How do you solve the equation $4{{\left( x+1 \right)}^{2}}=64$ .

Answer 1

Hint: Now consider the given equation. First we will divide the whole equation by 4. Now we will further take square root on both sides and simplify the equation. Now on simplification we will have two linear equations in one variable. We will solve linear equations to get the solution to the equation.
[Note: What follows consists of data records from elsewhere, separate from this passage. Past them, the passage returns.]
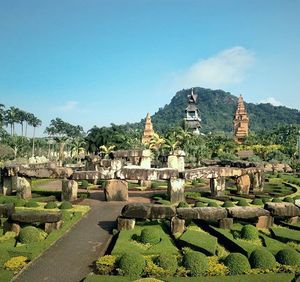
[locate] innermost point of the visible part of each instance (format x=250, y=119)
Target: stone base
x=125, y=223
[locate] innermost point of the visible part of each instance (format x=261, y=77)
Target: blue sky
x=97, y=62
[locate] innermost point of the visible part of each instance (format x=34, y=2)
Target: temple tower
x=240, y=122
x=192, y=118
x=148, y=131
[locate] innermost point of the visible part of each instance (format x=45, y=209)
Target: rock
x=246, y=212
x=50, y=226
x=162, y=211
x=23, y=188
x=138, y=211
x=206, y=213
x=32, y=217
x=177, y=225
x=69, y=190
x=6, y=210
x=282, y=209
x=264, y=221
x=226, y=223
x=116, y=190
x=125, y=223
x=176, y=190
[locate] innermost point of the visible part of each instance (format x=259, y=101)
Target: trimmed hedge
x=237, y=263
x=132, y=264
x=261, y=258
x=196, y=263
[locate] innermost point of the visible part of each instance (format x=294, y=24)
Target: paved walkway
x=71, y=257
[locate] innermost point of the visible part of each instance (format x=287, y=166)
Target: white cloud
x=68, y=106
x=272, y=101
x=225, y=68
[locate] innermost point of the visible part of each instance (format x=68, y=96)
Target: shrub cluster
x=249, y=232
x=196, y=263
x=288, y=257
x=261, y=258
x=237, y=263
x=31, y=234
x=150, y=236
x=132, y=264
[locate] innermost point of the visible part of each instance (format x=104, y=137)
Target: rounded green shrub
x=289, y=200
x=212, y=204
x=276, y=200
x=183, y=205
x=288, y=257
x=20, y=203
x=196, y=263
x=65, y=205
x=237, y=263
x=31, y=204
x=199, y=205
x=261, y=258
x=168, y=263
x=132, y=264
x=249, y=232
x=242, y=203
x=150, y=236
x=228, y=204
x=50, y=205
x=257, y=202
x=84, y=184
x=31, y=234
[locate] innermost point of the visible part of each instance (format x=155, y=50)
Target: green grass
x=127, y=242
x=198, y=240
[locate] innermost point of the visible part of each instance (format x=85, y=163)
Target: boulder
x=136, y=210
x=69, y=190
x=116, y=190
x=23, y=188
x=32, y=217
x=125, y=223
x=177, y=225
x=282, y=209
x=246, y=212
x=206, y=213
x=162, y=211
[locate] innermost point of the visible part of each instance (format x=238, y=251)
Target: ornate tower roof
x=241, y=121
x=148, y=131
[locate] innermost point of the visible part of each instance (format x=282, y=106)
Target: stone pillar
x=146, y=159
x=177, y=225
x=69, y=190
x=23, y=188
x=176, y=190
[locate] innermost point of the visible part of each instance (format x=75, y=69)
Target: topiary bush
x=288, y=257
x=242, y=203
x=168, y=262
x=132, y=264
x=237, y=263
x=31, y=234
x=50, y=205
x=228, y=204
x=183, y=205
x=257, y=202
x=150, y=236
x=212, y=204
x=199, y=205
x=84, y=184
x=196, y=263
x=289, y=200
x=65, y=205
x=249, y=232
x=261, y=258
x=31, y=204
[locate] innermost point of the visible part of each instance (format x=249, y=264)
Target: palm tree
x=35, y=123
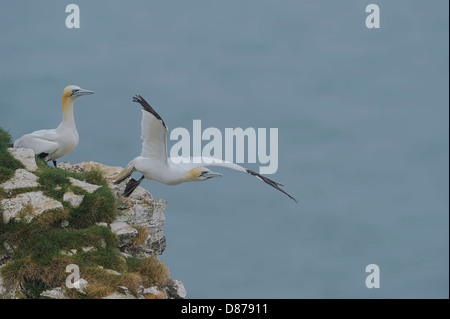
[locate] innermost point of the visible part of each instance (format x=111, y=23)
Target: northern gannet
x=55, y=143
x=154, y=164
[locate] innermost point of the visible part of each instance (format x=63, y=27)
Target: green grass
x=38, y=250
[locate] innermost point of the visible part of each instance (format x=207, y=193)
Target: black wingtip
x=139, y=99
x=271, y=183
x=131, y=186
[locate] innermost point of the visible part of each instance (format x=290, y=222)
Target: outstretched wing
x=41, y=142
x=193, y=162
x=153, y=132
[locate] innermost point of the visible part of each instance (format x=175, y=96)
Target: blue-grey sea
x=362, y=118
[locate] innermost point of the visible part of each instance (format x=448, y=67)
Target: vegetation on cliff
x=34, y=253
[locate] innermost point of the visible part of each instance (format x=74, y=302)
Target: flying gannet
x=154, y=164
x=55, y=143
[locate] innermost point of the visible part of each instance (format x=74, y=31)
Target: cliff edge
x=67, y=232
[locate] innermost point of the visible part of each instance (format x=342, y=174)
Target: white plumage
x=154, y=164
x=55, y=143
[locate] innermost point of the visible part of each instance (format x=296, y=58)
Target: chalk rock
x=21, y=179
x=74, y=199
x=179, y=287
x=25, y=156
x=30, y=204
x=125, y=232
x=90, y=188
x=55, y=293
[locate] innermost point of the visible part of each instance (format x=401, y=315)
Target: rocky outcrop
x=138, y=224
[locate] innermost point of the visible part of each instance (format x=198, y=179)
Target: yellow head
x=201, y=173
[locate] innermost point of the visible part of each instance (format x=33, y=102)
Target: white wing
x=193, y=162
x=153, y=132
x=42, y=141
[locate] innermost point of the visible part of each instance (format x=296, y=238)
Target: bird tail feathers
x=125, y=173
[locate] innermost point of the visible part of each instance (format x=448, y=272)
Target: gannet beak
x=82, y=92
x=212, y=174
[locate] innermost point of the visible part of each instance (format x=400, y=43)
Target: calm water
x=363, y=131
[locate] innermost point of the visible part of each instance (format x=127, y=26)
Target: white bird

Complete step by step solution:
Now first consider the given equation $4{{\left( x+1 \right)}^{2}}=64$ .
Now to solve the equation we will first separate the square term. Hence we will divide the equation by 4. On dividing we get,
$\begin{align}
  & \Rightarrow {{\left( x+1 \right)}^{2}}=\dfrac{64}{4} \\
 & \Rightarrow {{\left( x+1 \right)}^{2}}=16 \\
\end{align}$
Now since we have square on one side we will simplify using square root. Hence taking square root on both sides we get,
$\begin{align}
  & \Rightarrow \left( x+1 \right)=\pm \sqrt{16} \\
 & \Rightarrow \left( x+1 \right)=\pm 4 \\
\end{align}$
Hence we have x + 1 = 4 or x + 1 = - 4.
Now we have two linear equations in one variable. We will solve these equations to find the value of x.
First consider the equation x + 1 = 4.
Now taking 1 on RHS we get, x = 4 – 1.
Hence x = 3.
Now consider the equation x + 1 = - 4.
Hence taking 1 on RHS we get x = - 4 - 1.
Hence x = - 5.
Hence the solution of the given equation is x = 3 or x = -5.

Note:
Now note that since we have square the equation formed will be quadratic. We can also open the square by the formula ${{\left( a+b \right)}^{2}}={{a}^{2}}+2ab+{{b}^{2}}$ . Now we write the expression in the form of $a{{x}^{2}}+bx+c=0$ and we know that the roots of this quadratic equation is given by the formula $\dfrac{-b\pm \sqrt{{{b}^{2}}-4ac}}{2a}$ . hence we have the solution of the given equation.